Он мылся, широко расставив гончие ноги, отклячив белые блестящие ягодицы, прогибая сигмой тощий стан, чтобы как-то залезть под струю ледяной воды, текущую из крана. Лужа мыльной воды бесстыже растекалась по всему полу. Стоя ко мне спиной, он неторопливо вытирался белым вафельным полотенцем. С таким стягом можно было капитулировать. Гладко зачесывал назад кучерявые волосы.
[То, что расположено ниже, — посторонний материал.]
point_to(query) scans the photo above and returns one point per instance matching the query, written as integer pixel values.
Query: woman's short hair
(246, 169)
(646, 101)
Одевался.

- Женька уберет, - сказал брезгливо он, преступая мокреть. Через некоторое время, попадая во второй носок, поправился: - Мать подотрет.

- Мать, говорю, - как-то странно каркнул он, будто уже не мне, а себе самому.

Со мной он уже не разговаривал, только здоровался. Надменно протягивая узкую ленивую немужскую ладонь, говоря всегда одну и ту же фразу: "Зяма, пять". Я стал зямой.

От дымчатой, словно размытой татуировки, видимой в вырезе его наимоднейшей в стиле "либерти" рубахи, шел темный манящий свет.

От зрелища звездного каталога, испещрявшего его гладкую, тускло блескучую эпидерму, было невозможно оторваться.

К его коже хотелось прикоснуться.

Как к раскаленной подошве утюга, сплюнув на палец, чтобы тут же отдернуть руку от зашипевшего, какого-то не плотского тела.

Когда он приходил, точнее, заявлялся откуда-то как укор всему живому, Евгения затихала, ожидая, как поется в тревожной русской песне, чего-то. И ее страшное молчание разливалось темной еще непроявленной угрозой.

В эти дни она оставляла везде тяжелые незримые следы, когда обычное ее существование виделось мне абсолютно бесследным.